I saw an Asian dude carrying a patchwork denim purse get into a car with two rednecks at the grocery store tonight. Imagine what I could have seen if I had actually done something interesting.
The sign in front of ihop says "designated drivers get half off their order"
my brother walked in while we were fucking, silently took my bong from my closet, saluted us and walked out.
When she talks to me all I hear are 5 generations of inbreeding speaking.
Why is there a school picture of an 8 year old boy in my pocket...?
I'm stealing this baby.
Well I always support illegal activity but where would you put it?
We're having chugging races with long island ice tea, I won. To often
Just walked into the library with a case of Strawberitas in hand.. no one said a word.. I think they were just impressed I knew where the library was
The ONLY reason I am doing laundry is because all my sweatpants are dirty.
So what did you do since you didn't go out?
...ate chocolate and watched bring it on....it's like I don't even know what it would look like to be straight.

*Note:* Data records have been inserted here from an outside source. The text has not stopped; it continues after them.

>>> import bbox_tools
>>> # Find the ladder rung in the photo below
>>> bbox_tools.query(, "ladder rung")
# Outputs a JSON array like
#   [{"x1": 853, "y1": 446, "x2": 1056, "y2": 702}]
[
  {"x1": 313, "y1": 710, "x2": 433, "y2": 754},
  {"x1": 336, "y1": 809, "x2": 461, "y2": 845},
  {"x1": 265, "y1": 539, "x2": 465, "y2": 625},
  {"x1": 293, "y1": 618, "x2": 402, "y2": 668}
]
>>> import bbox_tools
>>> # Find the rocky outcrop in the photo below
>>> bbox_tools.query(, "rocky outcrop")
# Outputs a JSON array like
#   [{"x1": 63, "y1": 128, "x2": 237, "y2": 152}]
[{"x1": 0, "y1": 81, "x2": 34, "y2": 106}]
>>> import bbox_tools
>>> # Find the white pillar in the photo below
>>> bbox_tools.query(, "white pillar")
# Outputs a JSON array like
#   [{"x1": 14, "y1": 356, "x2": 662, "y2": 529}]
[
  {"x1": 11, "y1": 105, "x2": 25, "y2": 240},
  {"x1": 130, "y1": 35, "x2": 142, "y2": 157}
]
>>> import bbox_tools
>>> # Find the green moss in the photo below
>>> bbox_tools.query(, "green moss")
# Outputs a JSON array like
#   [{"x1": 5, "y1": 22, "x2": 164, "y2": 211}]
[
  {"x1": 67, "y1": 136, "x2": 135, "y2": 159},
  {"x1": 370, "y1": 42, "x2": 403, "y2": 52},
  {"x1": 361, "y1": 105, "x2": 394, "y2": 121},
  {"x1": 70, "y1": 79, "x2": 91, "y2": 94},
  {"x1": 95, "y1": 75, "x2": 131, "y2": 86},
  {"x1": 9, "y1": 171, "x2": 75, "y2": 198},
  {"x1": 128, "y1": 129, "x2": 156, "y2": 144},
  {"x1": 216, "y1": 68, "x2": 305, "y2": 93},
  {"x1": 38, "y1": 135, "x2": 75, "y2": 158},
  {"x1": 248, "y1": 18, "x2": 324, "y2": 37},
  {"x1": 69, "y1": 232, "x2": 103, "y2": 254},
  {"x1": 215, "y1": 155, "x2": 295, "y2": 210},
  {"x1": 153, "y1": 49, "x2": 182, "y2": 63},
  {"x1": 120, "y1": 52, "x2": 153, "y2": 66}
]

I just wanted to check in on you and you replied with a selfie with your Coney Island waiter and the caption "after his shift we're dropping acid together"
To be honest. I have two poptarts in my jacket pockets. No one knows. I am pro stealth.
Dude, he danced with the dog that some random chick was carrying at the bar. Then the dog jumped out of his arms and ran away. THAT definitely deserves a drink.
That girl is like a master class on how to be an unlovable crazy person.
I don't wanna see it, I don't wanna touch it, I just want it in me.